思ったより二上兄弟の絆は強かったようだ。なんとかこの二人を引き離せないものか。内心浄観はそんなことを考えていた。
「なんにせよ、二上くんにはついて来てもらいます。右足首のアンクレットをお忘れなく。お兄さんはお好きにどうぞ」
錬との不毛な言い争いを打ち切るため、浄観はそう言うと踵を返して歩き出した。しかし錬はさらに食い下がる。
「いったいどこへ向かおうっていうんだい? それだけでも教えてくれないと、僕らはついて行かないよ」
「そうだぞ、飛鳥野。ゴールの分からない登山とか、ほんとすごい拷問だよ? 教えてくれんと、俺はもう一歩も動けねえぞ。心も体も疲れ果ててんだけど」
焔のことばに浄観はしばらく黙って考えていたが、ふいに後ろを振り返って二人に聞いた。
「あなたたち、金剛の山は詳しいんですか?」
「いや、全然。昔、甘樫のおじさんに連れられて葛城のヌシに挨拶に来たことはあるけど。あ、ちなみにそのヌシ様も去年亡くなって、新しいヌシには会ったこともないからね!」
葛城のヌシというのは、金剛、葛城の二山を牛耳る大妖怪だ。錬は二上山の縁者だが、大和の父親に連れられて、挨拶に来たことがあった。そんな大妖怪と知りあいだなどと言ったら、協力を仰げなどと言われかねない気がして、慌てて今のヌシとは付き合いがないことを強調した。
「そう。ではあなたは葛城のヌシの住処を知っているんですね?」
「え? う、うんまあ」
とまどいながら答える錬に浄観は満足げに微笑んだ。
「ではその場所へ案内してください」
「案内っつったって。ヌシさまは人間にはお会いにならないと思うよ」
「余計なことは考えず、あなたたちは私を連れて行けばいいんです」
言われて錬は憮然として黙った。絶対に教えたくなかった。
「二上くん。あなたもヌシの住処を知っているでしょう? どっちですか」
「もうちょっと南だけど」
あまりよく考えずに即答した焔を錬は無言でにらんだ。なんだかイヤな予感がするのだ。
「君はヌシさまに会ってなにをしようとしているの? それを教えてもらわなければ、ヌシさまのところへは連れて行けない」
錬のことばに浄観は眉をひそめた。本当に面倒くさいな、この人。疲労で思考能力の低下している焔だけならば、二つ返事で連れて行ってくれそうな雰囲気があるのに、錬はダメだ。思い通りには操れない。

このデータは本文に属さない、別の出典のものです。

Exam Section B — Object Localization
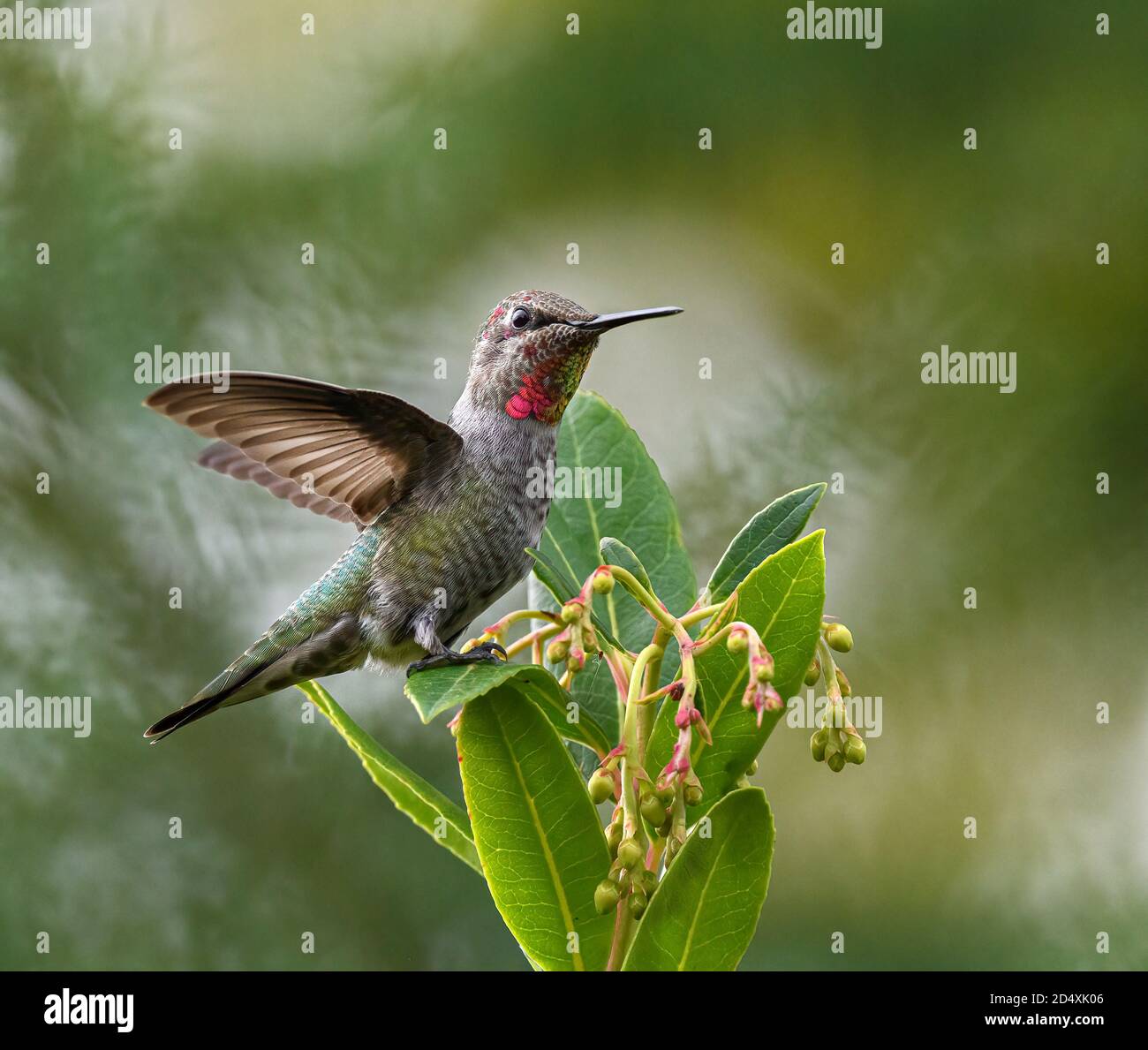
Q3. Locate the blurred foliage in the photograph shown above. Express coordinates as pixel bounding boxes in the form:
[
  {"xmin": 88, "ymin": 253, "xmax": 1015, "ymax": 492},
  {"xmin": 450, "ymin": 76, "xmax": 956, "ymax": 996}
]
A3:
[{"xmin": 0, "ymin": 0, "xmax": 1148, "ymax": 967}]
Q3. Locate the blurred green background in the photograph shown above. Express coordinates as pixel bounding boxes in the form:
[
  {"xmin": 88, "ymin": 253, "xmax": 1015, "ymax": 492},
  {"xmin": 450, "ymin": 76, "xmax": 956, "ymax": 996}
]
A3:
[{"xmin": 0, "ymin": 0, "xmax": 1148, "ymax": 969}]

「聞いてどうするんですか。どちらにしろあなたたちは私に従うしかない」
「そうだね。君の力はたしかに脅威だけれど、葛城のヌシに逆らうことだって恐ろしいよ。君がなにをするのか聞くまでは僕はここを動かない」
浄観は苛立った。錬の横槍によって自分の眷属である焔を自由に動かせないのが腹立たしかった。眷属というのはアルジに絶対服従のはずなのに、この邪魔者のせいで全くうまくいかない。もう一度、この妖怪どもにちゃんと立場を理解させる必要があった。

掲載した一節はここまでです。